Alleine bei der Erzählung muss ich unweigerlich grinsen. Das passt zu meinem alten Haudegen.

(Dann) kommt die Anekdote von der Kegeltour nach Koblenz, bei der es ein Bett zu wenig gab. „Da haben wir Deinen Vater ins Kinderbett gesteckt, der war (doch) (so) klein.“

Jetzt lache ich laut. Ich kann (gar) nicht anders. Ich weine und lache. Ich weiß, hier bin ich gut aufgehoben. Das hast Du gewusst, ALter Mann

All das kommt mir heute Morgen in den Sinn, als ich den Erbschein und die Sterbeurkunde für den Steuerprüfer raussuche und mir das Datum des heutigen Tages bewusst wird.

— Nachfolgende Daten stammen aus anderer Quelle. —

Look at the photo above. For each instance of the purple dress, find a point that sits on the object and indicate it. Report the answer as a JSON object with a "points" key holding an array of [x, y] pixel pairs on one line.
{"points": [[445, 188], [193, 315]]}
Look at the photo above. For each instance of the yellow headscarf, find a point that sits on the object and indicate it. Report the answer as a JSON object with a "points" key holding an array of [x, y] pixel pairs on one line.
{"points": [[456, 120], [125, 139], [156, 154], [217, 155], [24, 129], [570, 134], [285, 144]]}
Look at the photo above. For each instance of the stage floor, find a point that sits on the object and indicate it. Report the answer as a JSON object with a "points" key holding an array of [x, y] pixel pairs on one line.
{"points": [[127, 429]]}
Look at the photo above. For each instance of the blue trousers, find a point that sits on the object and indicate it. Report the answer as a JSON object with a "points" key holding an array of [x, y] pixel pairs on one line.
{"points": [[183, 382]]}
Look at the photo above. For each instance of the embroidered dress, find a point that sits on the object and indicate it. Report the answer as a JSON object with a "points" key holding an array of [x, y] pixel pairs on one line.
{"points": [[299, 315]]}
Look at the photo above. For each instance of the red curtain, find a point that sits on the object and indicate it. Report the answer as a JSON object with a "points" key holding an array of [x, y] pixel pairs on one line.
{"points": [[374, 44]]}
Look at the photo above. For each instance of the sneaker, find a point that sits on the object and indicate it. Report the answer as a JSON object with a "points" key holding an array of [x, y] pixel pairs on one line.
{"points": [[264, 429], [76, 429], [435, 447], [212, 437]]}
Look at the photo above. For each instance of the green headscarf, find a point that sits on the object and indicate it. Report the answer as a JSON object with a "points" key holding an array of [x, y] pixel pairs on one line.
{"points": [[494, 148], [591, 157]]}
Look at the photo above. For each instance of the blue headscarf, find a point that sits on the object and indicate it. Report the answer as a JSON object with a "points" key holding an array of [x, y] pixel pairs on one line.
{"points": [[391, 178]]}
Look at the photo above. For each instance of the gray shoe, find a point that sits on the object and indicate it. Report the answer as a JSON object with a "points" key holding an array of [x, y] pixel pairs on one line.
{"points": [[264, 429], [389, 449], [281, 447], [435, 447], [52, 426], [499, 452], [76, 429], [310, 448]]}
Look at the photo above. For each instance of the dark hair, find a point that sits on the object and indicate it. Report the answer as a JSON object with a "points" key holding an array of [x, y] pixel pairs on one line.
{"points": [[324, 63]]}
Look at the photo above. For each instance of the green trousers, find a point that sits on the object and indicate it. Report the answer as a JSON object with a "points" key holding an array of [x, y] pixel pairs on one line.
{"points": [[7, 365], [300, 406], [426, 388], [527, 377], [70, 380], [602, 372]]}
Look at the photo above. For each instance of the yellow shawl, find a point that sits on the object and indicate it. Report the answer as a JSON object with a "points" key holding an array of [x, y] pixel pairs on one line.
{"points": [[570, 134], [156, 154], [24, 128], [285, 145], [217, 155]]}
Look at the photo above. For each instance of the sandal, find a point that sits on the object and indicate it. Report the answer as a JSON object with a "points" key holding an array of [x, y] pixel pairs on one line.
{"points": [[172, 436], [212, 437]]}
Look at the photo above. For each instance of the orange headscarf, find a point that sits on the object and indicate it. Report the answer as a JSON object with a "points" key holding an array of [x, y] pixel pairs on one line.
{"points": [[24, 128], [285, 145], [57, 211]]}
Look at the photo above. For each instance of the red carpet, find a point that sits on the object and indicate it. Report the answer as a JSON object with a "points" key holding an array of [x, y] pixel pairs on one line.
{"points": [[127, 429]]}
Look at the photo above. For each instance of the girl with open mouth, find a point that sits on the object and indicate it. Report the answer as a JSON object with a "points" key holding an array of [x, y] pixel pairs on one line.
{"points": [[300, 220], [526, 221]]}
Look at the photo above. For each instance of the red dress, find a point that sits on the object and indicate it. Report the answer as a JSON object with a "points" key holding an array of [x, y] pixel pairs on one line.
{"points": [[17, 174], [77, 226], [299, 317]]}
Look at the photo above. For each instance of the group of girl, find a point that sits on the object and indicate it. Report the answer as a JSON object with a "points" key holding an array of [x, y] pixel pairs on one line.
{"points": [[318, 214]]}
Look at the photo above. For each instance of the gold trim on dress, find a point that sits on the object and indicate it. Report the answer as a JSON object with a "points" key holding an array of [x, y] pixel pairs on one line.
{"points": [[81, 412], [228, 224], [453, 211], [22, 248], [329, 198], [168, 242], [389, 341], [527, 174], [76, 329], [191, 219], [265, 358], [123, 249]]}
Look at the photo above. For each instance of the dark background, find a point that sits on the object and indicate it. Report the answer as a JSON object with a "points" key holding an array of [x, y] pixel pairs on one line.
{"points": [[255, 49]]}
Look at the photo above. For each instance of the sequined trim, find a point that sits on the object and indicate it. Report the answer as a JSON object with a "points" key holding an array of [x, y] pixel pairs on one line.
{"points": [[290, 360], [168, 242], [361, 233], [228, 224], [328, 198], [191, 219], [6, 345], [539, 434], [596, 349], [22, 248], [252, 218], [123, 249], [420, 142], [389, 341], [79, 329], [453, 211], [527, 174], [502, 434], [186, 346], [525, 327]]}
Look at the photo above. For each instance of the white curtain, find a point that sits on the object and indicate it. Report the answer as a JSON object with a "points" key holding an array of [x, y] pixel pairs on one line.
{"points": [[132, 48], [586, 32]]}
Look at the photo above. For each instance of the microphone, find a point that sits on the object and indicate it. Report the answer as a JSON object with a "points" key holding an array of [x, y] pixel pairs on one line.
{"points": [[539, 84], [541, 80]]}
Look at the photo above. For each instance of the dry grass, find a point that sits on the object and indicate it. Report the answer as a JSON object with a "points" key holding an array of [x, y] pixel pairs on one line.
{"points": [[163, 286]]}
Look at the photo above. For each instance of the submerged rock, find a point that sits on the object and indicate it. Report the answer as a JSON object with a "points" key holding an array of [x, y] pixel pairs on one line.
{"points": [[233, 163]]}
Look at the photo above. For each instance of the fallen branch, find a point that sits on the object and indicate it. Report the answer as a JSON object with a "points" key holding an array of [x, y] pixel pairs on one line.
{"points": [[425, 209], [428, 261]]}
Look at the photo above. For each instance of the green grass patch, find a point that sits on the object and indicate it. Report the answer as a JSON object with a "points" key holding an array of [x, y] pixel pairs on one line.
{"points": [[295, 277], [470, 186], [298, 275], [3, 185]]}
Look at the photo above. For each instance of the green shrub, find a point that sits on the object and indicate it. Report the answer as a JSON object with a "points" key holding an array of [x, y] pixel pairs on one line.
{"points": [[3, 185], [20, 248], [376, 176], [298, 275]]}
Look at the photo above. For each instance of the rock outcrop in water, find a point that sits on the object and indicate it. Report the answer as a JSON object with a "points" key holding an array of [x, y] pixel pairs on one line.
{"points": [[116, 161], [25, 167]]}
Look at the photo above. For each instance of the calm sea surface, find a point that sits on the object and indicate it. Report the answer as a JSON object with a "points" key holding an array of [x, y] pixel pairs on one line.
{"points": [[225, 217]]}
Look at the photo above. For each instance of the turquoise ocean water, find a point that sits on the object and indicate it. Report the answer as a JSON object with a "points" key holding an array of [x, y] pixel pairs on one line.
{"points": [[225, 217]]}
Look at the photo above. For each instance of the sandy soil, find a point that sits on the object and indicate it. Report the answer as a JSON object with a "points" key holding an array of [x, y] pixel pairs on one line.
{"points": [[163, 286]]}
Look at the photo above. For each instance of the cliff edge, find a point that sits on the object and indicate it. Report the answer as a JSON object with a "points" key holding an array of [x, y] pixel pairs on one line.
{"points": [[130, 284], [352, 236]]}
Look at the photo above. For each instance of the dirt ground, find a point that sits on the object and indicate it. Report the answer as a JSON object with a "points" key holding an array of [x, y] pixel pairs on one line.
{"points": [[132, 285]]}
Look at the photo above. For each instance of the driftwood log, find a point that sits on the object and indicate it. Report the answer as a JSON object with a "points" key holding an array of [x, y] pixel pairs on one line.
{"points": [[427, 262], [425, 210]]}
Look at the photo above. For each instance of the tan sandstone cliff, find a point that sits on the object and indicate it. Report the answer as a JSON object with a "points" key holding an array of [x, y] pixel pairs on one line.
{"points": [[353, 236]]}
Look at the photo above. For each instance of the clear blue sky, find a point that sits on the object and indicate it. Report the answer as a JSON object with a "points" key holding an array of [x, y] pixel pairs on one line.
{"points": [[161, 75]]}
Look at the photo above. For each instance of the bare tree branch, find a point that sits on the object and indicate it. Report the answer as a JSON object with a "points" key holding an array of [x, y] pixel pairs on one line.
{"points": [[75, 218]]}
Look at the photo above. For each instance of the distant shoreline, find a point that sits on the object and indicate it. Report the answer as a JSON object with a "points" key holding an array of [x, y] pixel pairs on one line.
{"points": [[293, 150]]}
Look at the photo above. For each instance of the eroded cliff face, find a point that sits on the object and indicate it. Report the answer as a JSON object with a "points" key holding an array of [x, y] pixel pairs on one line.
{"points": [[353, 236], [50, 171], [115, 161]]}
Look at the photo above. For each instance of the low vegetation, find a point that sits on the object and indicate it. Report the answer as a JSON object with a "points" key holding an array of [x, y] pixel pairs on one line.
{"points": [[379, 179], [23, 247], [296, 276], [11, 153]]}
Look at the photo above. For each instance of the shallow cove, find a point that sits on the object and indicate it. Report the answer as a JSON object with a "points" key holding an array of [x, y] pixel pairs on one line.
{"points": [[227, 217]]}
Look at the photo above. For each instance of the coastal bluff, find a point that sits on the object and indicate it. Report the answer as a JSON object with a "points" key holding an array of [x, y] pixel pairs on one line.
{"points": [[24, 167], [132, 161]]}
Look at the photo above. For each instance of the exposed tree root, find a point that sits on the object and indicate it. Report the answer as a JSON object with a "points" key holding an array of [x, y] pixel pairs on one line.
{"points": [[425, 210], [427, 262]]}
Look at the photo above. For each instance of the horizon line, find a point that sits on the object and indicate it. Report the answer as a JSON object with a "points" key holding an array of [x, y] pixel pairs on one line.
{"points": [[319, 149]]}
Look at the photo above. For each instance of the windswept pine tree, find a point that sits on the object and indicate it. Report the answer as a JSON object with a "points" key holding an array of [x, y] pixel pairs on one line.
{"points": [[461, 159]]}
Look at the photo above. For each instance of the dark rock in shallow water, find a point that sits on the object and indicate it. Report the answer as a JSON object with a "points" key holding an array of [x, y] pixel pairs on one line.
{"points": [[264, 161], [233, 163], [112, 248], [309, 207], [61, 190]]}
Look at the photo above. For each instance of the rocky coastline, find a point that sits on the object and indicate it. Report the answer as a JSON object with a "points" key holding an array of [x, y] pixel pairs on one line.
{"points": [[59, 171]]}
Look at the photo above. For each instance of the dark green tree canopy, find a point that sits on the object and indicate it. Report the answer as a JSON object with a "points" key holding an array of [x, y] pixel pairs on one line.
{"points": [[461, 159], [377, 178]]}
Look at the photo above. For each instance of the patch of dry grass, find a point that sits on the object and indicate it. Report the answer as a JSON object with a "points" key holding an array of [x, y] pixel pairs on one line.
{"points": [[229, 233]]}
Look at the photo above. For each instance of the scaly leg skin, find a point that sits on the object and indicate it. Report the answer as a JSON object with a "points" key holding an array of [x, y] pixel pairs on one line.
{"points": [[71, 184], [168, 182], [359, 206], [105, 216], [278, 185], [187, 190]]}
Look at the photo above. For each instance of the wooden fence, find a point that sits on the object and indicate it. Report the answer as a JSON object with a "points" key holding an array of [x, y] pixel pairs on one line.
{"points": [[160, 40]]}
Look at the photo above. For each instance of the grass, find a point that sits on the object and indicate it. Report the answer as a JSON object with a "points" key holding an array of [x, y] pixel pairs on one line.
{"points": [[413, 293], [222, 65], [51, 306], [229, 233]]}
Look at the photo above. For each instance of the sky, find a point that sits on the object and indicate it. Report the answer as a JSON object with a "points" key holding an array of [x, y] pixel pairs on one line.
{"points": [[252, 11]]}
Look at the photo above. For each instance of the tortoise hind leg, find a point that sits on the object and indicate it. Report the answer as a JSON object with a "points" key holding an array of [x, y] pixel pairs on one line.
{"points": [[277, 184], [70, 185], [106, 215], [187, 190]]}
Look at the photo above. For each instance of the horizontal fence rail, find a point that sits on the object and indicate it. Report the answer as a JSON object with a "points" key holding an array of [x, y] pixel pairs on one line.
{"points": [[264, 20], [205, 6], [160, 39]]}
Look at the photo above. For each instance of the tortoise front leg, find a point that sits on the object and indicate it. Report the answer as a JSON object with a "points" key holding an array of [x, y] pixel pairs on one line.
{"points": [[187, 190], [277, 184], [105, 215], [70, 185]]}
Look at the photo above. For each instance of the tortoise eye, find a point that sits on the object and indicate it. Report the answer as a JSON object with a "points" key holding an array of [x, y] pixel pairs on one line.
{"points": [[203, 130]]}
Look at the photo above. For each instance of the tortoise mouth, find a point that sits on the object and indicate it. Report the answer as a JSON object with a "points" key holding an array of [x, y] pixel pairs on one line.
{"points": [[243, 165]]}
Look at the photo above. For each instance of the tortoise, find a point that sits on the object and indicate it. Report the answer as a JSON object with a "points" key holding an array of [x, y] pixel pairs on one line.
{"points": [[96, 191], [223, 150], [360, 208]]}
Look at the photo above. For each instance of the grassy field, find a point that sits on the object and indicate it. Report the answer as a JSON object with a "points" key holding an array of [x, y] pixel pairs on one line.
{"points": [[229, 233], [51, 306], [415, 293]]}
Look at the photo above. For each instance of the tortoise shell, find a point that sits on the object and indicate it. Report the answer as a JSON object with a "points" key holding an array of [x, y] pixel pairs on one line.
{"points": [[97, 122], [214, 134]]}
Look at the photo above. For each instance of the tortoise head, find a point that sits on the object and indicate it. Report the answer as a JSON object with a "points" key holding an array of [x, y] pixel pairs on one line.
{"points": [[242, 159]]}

10 Jahre sind seit diesem Tag vergangen. (Sehr) (oft) habe ich diesen Tag vergessen. Heute haut es mich um. Die Erinnerungen sind (so) intensiv, dass ich das Krankenhaus riechen kann.

Und ich wünschte, ich könnte ihm heute erzählen, dass das mit dem Finanzamt besser gelaufen ist, als befürchtet.

Und ich höre ihn sagen:
„Ach Mädchen, das wird alles nicht (so) heiß gegessen, wie es gekocht wird. Du mässt dat (schon).“

Stimmt Paps. Ich hab’s gepackt. Und (Trotzdem) fehlst Du mir. Alter Knötterpott.